In the radius of gyration calculation example such a function would look simply like this
(similar to what the
rgyr.pl script does):
sub analyze {
my $mol=shift;
return &Analyze::radiusOfGyration($mol,0);
}
1;
Enter this piece of perl code into a file named
rgyr.function and rerun
the replica exchange analysis tool with the following options:
rexanalysis.pl -inx 1:200 -bytemp 300 -function rgyr.function
This command should give essentially the same output at a much faster speed because the time
for starting an external program for each conformation is saved.
4. 2D WHAM free energy analysis
A powerful method for analyzing the results from replica exchange simulations is
weighted-histogram analysis that is most convenient and informative when based
on two reaction coordinates that are appropriate for distinguishing the sampled
conformations.
In order to prepare the input for the WHAM analysis we need the values of the
two reaction coordinates for each temperature at each replica exchange cycle that
is being used for analysis.
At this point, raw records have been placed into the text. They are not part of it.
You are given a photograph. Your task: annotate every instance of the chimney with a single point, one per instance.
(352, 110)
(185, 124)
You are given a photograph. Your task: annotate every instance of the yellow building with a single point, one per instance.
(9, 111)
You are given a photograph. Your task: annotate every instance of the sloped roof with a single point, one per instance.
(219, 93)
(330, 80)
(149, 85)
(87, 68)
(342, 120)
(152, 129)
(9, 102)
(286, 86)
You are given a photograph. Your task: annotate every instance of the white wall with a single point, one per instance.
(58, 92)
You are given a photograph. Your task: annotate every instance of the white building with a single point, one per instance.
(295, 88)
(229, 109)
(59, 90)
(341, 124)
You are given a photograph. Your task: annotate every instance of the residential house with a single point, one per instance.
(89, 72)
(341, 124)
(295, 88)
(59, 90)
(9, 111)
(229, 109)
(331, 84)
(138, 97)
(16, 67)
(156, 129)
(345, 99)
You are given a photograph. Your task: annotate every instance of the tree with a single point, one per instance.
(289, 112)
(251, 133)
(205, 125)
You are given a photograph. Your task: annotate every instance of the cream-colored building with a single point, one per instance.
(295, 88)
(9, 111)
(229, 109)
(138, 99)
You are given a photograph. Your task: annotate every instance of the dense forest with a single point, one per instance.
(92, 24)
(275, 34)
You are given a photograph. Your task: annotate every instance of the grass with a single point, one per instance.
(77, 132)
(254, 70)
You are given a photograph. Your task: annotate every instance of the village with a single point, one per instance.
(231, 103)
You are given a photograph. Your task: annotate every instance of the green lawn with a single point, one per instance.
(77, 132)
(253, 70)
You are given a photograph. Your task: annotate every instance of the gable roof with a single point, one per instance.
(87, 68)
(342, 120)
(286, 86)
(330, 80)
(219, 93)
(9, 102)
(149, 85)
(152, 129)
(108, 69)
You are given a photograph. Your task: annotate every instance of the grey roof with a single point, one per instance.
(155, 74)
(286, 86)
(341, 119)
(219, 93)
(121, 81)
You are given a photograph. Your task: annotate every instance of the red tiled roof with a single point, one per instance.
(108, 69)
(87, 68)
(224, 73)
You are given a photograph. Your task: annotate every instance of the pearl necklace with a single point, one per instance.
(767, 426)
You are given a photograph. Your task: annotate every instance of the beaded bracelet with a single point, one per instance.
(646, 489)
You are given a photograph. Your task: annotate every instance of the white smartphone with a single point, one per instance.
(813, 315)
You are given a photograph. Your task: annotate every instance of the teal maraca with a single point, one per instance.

The
rexanalysis.pl tool generates such data
if a specific temperature is not given:
rexanalysis.pl -inx 10000:20000 -step 20 -function rgyr.function > rgyr.data
In this case we will skip the first 10,000 cycles that we will consider equilibration.
We are also only using every 20th conformation to limit the amount of data we are
generating. Use
rexanalysis.pl in combination with
genseq.pl to also generate
the percentage of helicity as a second reaction coordinate. While there are different ways to
complete this task it might be easiest to write another function based on
genseq.pl that
calculates the helicity in the following command:
rexanalysis.pl -inx 10000:20000 -step 20 -function helicity.function > helicity.data
Note: writing this function will take some time, but should give you greater familiarity with the
data structures of the MMTSB toolset. It may be helpful to consider what elements or specific
functions in the
genseq.pl script need to be invoked to compute helicity. In addition,
given the standard output from
genseq.pl, one should consider what post-processing of this
output will be required to concatenate the relevant information.
Once we have the data for the reaction coordinates we can run the WHAM analysis with
the following command:
rexanalysis.pl -inx 10000:20000 -step 20 \
-wham rgyr:rgyr.data:5:15:20=helicity:helicity.data:0:1:5 \
-whamtemp 300:400
The arguments to the
-wham option describes the reaction coordinates, including
the desired range and binning for the histogram generation. The temperatures at which the
PMF surfaces are generated are given with
-whamtemp. It is important to exactly
match the replica indices and step size (given with
-inx and
-step)
to what was used when the data files were generated so that the data is matched
correctly to the energies during the WHAM analysis.
As a result of this command two output files are generated in the current directory
containing the two-dimensional PMF profiles at 300K (
rgyr_helicity.300.pmf)
and 400K (
rgyr_helicity.400.pmf).
The profiles can be plotted with gnuplot using the following commands:
set cntrparam levels discr 0,0.5,1,1.5,2,3,5
set dgrid3d 5,20,2
set contour base
unset surface
set view 0,0,1.2
splot "rgyr_helicity.300.pmf" us 1:2:3 w lines
Compare the surfaces between 300 and 400K. What do you learn from this?